Another crater at Gosse's Bluff, 170 km west of Alice Springs, is 140 million years old, and is also the subject of an Arrernte Dreaming story about a "cosmic baby" which fell to Earth.
Instead, Hamacher thinks Arrernte Aborigines may have learned to recognise craters from more recent impacts and then deduced the origin of the Palm Valley and Gosse's Bluff craters. One more recent example of craters created by an impact are the Henbury craters, 70 km from Palm Valley and just 4,000 years old.
He noted that his theory is speculation and the presence of the Palm Valley crater near to the origin of the Arrernte story could simply be a coincidence.
Hamacher's comparison of known craters and Aboriginal stories about cosmic impacts have not yet uncovered conclusive evidence that meteorite impacts have been witnessed and incorporated into oral tradition.

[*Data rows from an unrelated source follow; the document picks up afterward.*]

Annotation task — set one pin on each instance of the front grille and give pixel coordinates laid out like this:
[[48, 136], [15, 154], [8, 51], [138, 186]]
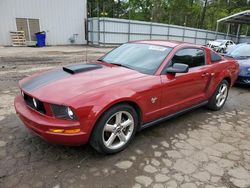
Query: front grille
[[29, 101]]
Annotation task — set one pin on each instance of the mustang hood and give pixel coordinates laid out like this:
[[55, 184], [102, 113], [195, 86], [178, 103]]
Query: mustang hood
[[62, 84]]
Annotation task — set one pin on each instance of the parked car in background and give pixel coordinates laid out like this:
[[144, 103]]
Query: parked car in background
[[220, 45], [136, 85], [241, 53]]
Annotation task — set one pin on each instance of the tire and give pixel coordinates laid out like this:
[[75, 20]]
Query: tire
[[115, 129], [218, 99]]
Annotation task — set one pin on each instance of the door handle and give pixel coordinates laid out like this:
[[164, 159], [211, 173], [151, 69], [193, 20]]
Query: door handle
[[205, 74]]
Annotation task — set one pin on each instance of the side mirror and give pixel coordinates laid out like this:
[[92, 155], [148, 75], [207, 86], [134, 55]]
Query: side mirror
[[178, 68]]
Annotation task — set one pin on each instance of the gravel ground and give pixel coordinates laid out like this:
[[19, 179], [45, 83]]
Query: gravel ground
[[199, 149]]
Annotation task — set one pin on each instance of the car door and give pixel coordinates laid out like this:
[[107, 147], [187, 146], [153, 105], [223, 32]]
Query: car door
[[184, 90]]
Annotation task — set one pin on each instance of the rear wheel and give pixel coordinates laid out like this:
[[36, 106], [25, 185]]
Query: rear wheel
[[115, 129], [219, 97]]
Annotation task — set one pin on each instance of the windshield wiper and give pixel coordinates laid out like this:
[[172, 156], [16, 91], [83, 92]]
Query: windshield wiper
[[121, 65]]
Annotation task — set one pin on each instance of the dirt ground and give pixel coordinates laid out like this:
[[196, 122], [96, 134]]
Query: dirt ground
[[199, 149]]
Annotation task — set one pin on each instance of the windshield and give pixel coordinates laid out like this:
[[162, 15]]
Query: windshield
[[240, 51], [145, 58]]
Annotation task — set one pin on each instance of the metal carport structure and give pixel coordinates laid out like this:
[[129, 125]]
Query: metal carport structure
[[238, 18]]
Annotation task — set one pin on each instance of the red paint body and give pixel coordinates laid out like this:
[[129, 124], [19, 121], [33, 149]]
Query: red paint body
[[91, 93]]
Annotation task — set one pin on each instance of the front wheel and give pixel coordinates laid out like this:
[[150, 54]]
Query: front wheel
[[115, 129], [219, 97]]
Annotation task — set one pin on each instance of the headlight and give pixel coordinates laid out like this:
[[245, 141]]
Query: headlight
[[34, 102], [63, 112]]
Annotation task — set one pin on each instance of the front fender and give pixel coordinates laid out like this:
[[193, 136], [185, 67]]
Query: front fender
[[92, 106]]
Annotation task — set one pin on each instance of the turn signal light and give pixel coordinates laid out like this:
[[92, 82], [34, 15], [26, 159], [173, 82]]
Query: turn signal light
[[56, 130], [68, 131], [71, 131]]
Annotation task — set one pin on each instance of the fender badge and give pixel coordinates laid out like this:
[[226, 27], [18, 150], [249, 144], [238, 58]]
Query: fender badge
[[153, 100]]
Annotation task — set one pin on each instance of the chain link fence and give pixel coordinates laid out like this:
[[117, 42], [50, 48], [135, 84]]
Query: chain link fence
[[104, 31]]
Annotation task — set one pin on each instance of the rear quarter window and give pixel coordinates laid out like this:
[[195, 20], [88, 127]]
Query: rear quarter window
[[215, 57]]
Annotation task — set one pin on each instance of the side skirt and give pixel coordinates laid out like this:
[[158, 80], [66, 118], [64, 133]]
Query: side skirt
[[162, 119]]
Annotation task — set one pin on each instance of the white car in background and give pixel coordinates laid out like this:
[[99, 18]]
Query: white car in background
[[220, 45]]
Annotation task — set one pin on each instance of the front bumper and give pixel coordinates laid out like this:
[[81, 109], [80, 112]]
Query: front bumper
[[243, 80], [40, 124]]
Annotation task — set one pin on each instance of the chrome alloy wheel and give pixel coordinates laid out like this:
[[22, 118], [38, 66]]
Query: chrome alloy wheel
[[118, 130], [221, 95]]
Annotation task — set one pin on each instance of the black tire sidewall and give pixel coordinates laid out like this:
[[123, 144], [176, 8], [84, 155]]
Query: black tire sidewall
[[98, 130]]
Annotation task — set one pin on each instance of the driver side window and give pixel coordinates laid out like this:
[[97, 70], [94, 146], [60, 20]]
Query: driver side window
[[193, 57]]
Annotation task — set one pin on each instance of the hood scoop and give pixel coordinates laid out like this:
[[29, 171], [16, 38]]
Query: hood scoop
[[74, 69]]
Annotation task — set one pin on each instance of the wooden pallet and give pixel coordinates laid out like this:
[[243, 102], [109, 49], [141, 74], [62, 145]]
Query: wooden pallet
[[18, 38]]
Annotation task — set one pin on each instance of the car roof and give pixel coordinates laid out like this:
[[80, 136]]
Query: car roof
[[167, 43]]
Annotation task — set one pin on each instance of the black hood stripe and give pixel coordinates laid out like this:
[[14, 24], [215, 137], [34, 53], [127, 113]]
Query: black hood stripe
[[43, 79], [52, 76]]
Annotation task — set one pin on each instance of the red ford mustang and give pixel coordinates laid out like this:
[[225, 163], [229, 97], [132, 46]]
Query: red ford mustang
[[132, 87]]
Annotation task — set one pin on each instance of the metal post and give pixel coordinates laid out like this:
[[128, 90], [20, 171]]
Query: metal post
[[228, 30], [206, 38], [168, 31], [99, 31], [238, 33], [183, 34], [150, 34], [128, 30], [103, 24], [217, 28]]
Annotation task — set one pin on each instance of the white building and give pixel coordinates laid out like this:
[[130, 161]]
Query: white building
[[62, 20]]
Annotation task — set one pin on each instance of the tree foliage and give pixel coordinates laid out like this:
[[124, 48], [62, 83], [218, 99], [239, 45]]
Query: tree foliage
[[192, 13]]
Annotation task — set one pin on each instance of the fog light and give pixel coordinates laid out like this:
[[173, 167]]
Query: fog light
[[56, 130], [72, 131]]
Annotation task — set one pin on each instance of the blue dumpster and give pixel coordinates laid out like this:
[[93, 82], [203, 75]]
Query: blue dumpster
[[40, 38]]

But he has found documented evidence of the Henbury craters being referred to as "chindu china waru chingi yabu" by Aboriginal elders, which he said roughly translates as "Sun walk fire devil rock".
The Parks and Wildlife Commission of the Northern Territory notes in its 2002 management plan for the Henbury craters, that it is aware of related mythologies, but cannot share them, because they are considered sacred and secret by the Aboriginal custodians of the site.

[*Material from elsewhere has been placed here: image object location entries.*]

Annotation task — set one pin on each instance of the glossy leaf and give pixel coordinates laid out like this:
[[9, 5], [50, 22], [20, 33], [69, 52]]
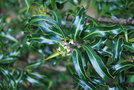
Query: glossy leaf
[[121, 67], [77, 62], [102, 32], [98, 64], [98, 43], [8, 36], [117, 48], [86, 85], [78, 23], [129, 47], [36, 19], [53, 3]]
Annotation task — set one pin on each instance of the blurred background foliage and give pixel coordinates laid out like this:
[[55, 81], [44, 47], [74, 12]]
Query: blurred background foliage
[[18, 51]]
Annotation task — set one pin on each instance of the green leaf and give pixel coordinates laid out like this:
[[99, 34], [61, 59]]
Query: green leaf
[[78, 23], [53, 3], [102, 32], [75, 1], [35, 65], [8, 36], [98, 64], [86, 85], [121, 67], [40, 19], [129, 47], [46, 40], [77, 62], [98, 43], [130, 79], [117, 49], [34, 81]]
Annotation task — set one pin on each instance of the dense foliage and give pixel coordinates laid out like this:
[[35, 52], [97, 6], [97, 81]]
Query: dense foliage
[[39, 38]]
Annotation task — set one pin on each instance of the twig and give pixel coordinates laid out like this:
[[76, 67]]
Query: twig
[[122, 21], [128, 21]]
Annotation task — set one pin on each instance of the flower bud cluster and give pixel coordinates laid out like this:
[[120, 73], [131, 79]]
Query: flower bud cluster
[[67, 47]]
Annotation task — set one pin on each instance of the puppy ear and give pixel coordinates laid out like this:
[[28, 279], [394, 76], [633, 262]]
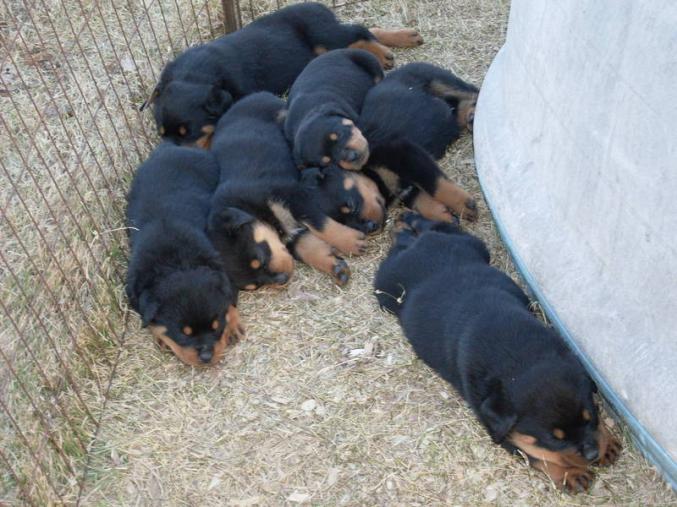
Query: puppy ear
[[497, 413], [218, 101], [148, 308], [229, 219]]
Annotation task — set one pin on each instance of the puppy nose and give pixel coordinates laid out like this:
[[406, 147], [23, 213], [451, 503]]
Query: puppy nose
[[591, 452], [351, 156], [371, 226], [281, 278], [206, 355]]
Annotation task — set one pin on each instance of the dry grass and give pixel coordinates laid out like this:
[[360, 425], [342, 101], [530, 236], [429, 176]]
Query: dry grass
[[324, 403]]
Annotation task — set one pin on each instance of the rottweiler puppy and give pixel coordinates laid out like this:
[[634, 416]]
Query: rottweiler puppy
[[198, 86], [471, 323], [409, 119], [324, 103], [260, 196], [175, 279], [347, 196]]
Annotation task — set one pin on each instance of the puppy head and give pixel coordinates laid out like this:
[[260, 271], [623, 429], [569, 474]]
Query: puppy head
[[187, 312], [186, 113], [325, 137], [251, 250], [550, 413], [348, 197]]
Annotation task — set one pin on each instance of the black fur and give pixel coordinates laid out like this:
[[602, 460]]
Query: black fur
[[471, 324], [330, 89], [198, 86], [258, 173], [175, 277], [409, 123]]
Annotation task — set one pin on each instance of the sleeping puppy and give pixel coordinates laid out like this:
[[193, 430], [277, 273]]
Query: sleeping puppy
[[175, 278], [260, 196], [324, 104], [198, 86], [348, 197], [471, 323], [409, 119]]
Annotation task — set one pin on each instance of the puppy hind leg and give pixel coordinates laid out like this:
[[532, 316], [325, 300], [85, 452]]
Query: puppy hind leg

Hamacher said that he thinks it is possible that a direct link will be found and that further research into Dreaming stories could help uncover new meteorite impact sites. He hopes to return to the area to talk to Aboriginal elders about their stories.
Researchers are using Aboriginal dreaming stories and Google Maps to find new meteorite impact craters.
Gosse's Bluff, Australia This formation was correctly identified as a meteor impact crater by Aborigine mythology. courtesy of Google Maps
bump. very nteresting
So the aborigines had UFO stories!
So the aborigines had UFO stories!
Also reminds me of a book which explained that the abo dreamtime stories function as mnemonic devices for remembering routes across the desert.
These meteors must have been observed falling by the natives, so that means our methods for dating the earth are flawed.
Thanks for posting. I love stuff like this, especially with the Bible, ie the hunt to confirm objectively what G_d has written.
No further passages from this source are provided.